With awk -F ';' '{print $1, $3, $2}'
I can separate the semicolon separated line. But how do I use awk
in awk
for splitting the comma separated entry again?
Upvotes: 1
Views: 146
Reputation: 189327
Awk has a split
function which lets you split strings into arrays.
awk -F ';' 'BEGIN { OFS=FS }
{ print $1, $3 " " $2
n = split($4, alias, /,/)
for(i=1; i<=n; i++)
print $1 "_" i, alias[i] }' file.csv
The return value from split
tells you how many members there are in the result array.
Upvotes: 0
Reputation: 5056
This will do as you intend in Python 3. Notice that I typed it quickly so many improvements can be done. I believe it might be faster than awk, but I might be wrong. You can test if so using time command in Linux and Mac.
#!/usr/local/bin/python3
import csv
csvr = csv.reader(open('simpsons.csv'), delimiter = ";")
index=0
for row in csvr:
if index == 0:
index = index +1
continue
print("{};{} {}".format(index,row[2],row[1]))
sindex=0
for sitem in row[3].split(','):
if sitem != "" :
sindex = sindex + 1
print("{};{}".format(row[0] + "_" + str(sindex),sitem))
index = index +1
Hope it helps!
I generated a dummy list of 500k rows and tested some of the answers given by users here and it does not seem to be any important difference between Python 3 and awk. ( At least in my poor implementation in Python 3).
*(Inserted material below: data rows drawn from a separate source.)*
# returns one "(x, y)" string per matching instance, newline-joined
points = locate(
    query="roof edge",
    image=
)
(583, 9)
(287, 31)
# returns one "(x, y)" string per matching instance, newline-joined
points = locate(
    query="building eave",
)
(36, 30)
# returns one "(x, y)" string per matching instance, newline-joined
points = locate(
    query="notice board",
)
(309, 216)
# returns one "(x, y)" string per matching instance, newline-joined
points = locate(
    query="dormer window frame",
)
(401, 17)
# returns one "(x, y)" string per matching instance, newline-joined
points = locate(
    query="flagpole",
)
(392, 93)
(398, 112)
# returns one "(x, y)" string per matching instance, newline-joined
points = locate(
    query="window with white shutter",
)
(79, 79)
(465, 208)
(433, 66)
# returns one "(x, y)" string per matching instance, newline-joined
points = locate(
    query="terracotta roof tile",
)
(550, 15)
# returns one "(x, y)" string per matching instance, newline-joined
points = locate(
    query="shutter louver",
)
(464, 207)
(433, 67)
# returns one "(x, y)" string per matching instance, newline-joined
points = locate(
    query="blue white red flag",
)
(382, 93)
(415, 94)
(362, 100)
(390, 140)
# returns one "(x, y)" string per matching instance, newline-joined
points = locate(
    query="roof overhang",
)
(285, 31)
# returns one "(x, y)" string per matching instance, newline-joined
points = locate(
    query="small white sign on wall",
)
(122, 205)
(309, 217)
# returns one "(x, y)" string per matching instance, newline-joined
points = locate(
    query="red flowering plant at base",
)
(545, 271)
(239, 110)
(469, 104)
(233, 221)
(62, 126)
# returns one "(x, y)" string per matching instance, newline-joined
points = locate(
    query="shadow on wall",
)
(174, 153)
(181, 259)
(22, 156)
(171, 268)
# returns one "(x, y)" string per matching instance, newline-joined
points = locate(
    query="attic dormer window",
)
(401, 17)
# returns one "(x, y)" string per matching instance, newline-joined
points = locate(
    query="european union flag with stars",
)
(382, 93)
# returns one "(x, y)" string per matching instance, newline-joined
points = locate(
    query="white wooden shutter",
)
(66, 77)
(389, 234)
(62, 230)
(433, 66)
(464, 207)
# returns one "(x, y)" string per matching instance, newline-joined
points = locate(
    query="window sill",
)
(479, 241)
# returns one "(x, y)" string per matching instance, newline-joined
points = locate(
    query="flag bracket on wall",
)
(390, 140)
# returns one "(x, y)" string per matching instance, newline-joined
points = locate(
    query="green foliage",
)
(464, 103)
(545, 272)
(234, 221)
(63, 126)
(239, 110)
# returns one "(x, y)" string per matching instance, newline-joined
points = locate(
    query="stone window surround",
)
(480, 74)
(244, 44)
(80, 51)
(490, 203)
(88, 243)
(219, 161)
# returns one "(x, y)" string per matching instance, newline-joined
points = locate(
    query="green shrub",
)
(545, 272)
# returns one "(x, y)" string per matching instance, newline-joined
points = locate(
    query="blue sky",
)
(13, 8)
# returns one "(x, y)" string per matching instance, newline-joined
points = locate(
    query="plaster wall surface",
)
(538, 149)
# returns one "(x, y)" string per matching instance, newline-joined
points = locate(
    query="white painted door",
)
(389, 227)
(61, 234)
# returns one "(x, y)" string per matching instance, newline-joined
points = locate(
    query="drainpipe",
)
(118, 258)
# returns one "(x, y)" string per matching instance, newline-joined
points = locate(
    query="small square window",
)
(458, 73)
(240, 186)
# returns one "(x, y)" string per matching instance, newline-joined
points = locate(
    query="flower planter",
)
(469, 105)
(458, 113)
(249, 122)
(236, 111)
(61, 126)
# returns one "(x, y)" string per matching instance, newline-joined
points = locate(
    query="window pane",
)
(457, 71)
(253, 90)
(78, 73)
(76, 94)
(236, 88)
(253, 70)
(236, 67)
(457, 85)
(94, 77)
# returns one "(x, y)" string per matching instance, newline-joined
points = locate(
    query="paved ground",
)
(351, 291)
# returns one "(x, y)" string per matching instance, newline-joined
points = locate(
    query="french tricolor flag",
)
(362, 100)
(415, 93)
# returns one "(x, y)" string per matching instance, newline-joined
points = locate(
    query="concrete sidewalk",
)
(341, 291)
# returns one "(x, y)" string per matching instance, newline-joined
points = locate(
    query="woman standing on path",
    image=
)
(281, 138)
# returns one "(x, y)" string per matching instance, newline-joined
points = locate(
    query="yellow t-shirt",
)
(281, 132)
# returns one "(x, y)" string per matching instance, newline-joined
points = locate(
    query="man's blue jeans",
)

$ time awk -f tst.awk fivehundredthousand.txt &> /dev/null
real 0m2.141s
user 0m2.118s
sys 0m0.020s
$ time ./handle_csv.py >/dev/null
real 0m1.750s
user 0m1.722s
sys 0m0.021s
$ time awk -f ravinder.awk fivehundredthousand.txt &> /dev/null
real 0m1.736s
user 0m1.718s
sys 0m0.017s
Upvotes: 0
Reputation: 203229
$ cat tst.awk
BEGIN { FS=OFS=";" }
NR==1 {
print $1, "name"
next
}
{
name = $3 " " $2
gsub(/^ +| +$/,"",name)
print $1, name
n = split($NF,aliases,/,/)
for (i=1; i<=n; i++) {
print $1 "_" i, aliases[i]
}
}
$ awk -f tst.awk file
id;name
1;Homer Simpson
1_1;Homer Jay Simpson
1_2;Homer J. Simpson
2;Bart Simpson
2_1;Bartholomew JoJo Simpson
2_2;Bartholomew Simpson
3;Krusty the Clown
3_1;Herschel Shmoikel Pinchas Yerucham Krustofsky
4;Lisa Simpson
Upvotes: 4
Reputation: 133458
Could you please try following (written and tested with shown samples).
awk '
BEGIN{
FS="[;,]"
OFS=";"
print "id;name"
}
FNR>1{
j=$2~/ /?2:3
for(i=j;i<=NF;i++){
if($i==""){
continue
}
if(i==j){
print $1,$3" "$2
}
else{
print $1"_"++c,$i
}
}
c=""
}' Input_file
Output will be as follows.
id;name
1;Homer Simpson
1_1;Homer Jay Simpson
1_2;Homer J. Simpson
2;Bart Simpson
2_1;Bartholomew JoJo Simpson
2_2;Bartholomew Simpson
3; Krusty the Clown
3_1;Herschel Shmoikel Pinchas Yerucham Krustofsky
4;Lisa Simpson
Explanation: Adding detailed explanation for above code here.
awk ' ##Starting awk program from here.
BEGIN{ ##Starting BEGIN section from here.
FS="[;,]" ##Setting field as either semi-colon OR comma for all lines.
OFS=";" ##Setting output field separator semi-colon.
print "id;name" ##Printing id;name string before reading Input_file.
} ##Closing BLOCK for BEGIN block of this awk program here.
FNR>1{ ##Checking condition if FNR>1 then do following.
j=$2~/ /?2:3
for(i=j;i<=NF;i++){ ##Running a for loop from i=j to till number of fields of line.
if($i==""){ ##Checking condition if current field value is NULL then do following.
continue ##Using continue to take cursor to for loop again here.
}
if(i==j){ ##Checking condition if i==3 then do following.
print $1,$3" "$2 ##Printing first, 3rd,space and 2nd field of line here.
}
else{ ##If above if condition is false then come to this else here.
print $1"_"++c,$i ##Printing first field underscore variable c value, value of current field here.
}
}
c="" ##Nullifying variable c here.
}
' Input_file ##Mentioning Input_file name here.
Upvotes: 2